Because of this divergent pattern, the energy is at its highest intensity right at the skin surface and progressively diminishes the deeper it travels. Radial waves are effective to a depth of approximately 3–4 cm beneath the skin. They cannot be focused at a specific depth, they simply fan out and lose power with distance.

Key technical characteristics of radial shockwave:

•     Generated by a pneumatic (compressed air) mechanism

•     Divergent, spreading wave pattern

•     Maximum energy at the skin surface, decreasing with depth

•     Effective tissue depth: approximately 3–4 cm

•     Covers a broader treatment area per application

•     Lower peak pressure than focused shockwave

•     Generally well-tolerated, often comfortable to receive

•     More widely available and less expensive than focused devices

Focused Shockwave Therapy (fESWT)

Focused shockwave therapy uses electromagnetic, electrohydraulic, or piezoelectric mechanisms to generate its waves. Rather than diverging outward from the surface, these waves are shaped, via a lens, parabolic reflector, or crystal array, so that they converge at a precise, pre-determined focal point deep within the tissue. The energy passes through superficial tissues without causing significant disruption at the skin surface, then concentrates its force at the targeted depth.

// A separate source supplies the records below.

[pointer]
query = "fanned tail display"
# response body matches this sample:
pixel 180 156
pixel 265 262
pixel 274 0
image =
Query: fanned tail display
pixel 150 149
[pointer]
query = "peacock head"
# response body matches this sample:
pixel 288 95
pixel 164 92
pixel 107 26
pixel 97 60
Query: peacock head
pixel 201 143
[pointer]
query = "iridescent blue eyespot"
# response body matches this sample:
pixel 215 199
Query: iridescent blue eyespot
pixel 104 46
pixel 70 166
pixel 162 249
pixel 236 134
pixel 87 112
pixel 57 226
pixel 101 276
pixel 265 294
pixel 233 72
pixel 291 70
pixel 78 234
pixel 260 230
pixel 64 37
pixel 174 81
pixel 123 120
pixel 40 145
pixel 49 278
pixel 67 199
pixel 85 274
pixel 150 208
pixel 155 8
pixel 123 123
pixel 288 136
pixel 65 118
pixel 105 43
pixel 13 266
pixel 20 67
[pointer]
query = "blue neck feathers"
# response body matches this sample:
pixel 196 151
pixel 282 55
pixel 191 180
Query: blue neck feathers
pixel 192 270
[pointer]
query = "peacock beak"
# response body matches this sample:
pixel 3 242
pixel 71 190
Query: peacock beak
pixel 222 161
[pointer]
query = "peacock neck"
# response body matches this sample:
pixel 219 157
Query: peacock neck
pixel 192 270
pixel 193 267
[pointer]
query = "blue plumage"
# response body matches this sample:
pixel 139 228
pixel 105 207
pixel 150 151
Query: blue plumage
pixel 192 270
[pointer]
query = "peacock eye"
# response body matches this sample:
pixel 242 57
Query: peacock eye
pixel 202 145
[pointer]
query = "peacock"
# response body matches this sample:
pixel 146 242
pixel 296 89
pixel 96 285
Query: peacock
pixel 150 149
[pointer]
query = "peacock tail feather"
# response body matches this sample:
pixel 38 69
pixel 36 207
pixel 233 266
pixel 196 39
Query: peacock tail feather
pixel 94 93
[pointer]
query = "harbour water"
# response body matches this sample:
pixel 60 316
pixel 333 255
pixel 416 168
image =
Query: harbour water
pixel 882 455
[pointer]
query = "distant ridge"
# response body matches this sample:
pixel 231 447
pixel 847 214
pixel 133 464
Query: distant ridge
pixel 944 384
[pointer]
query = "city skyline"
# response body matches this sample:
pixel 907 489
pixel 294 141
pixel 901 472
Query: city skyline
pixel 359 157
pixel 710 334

This focal depth is adjustable and can range from approximately 2 cm to 12 cm, or even deeper with some devices, allowing the clinician to precisely target structures at varying depths, from a superficial tendon to a deep bony lesion near the hip or pelvis. The peak pressure at the focal point is significantly higher than that achievable with radial devices.

Key technical characteristics of focused shockwave:

• Generated by electromagnetic, electrohydraulic, or piezoelectric mechanisms

• Convergent wave pattern; energy concentrates at a precise focal point

• Adjustable depth: 2–12+ cm depending on the device

• High energy density at the focal point; minimal effect on overlying tissues

• Small, precise treatment zone

• Higher peak pressure than radial shockwave

• Generally comfortable at the skin surface; potential discomfort at the focal point

• Less widely available; typically more expensive 

Clinical Indications: Which Type for Which Condition?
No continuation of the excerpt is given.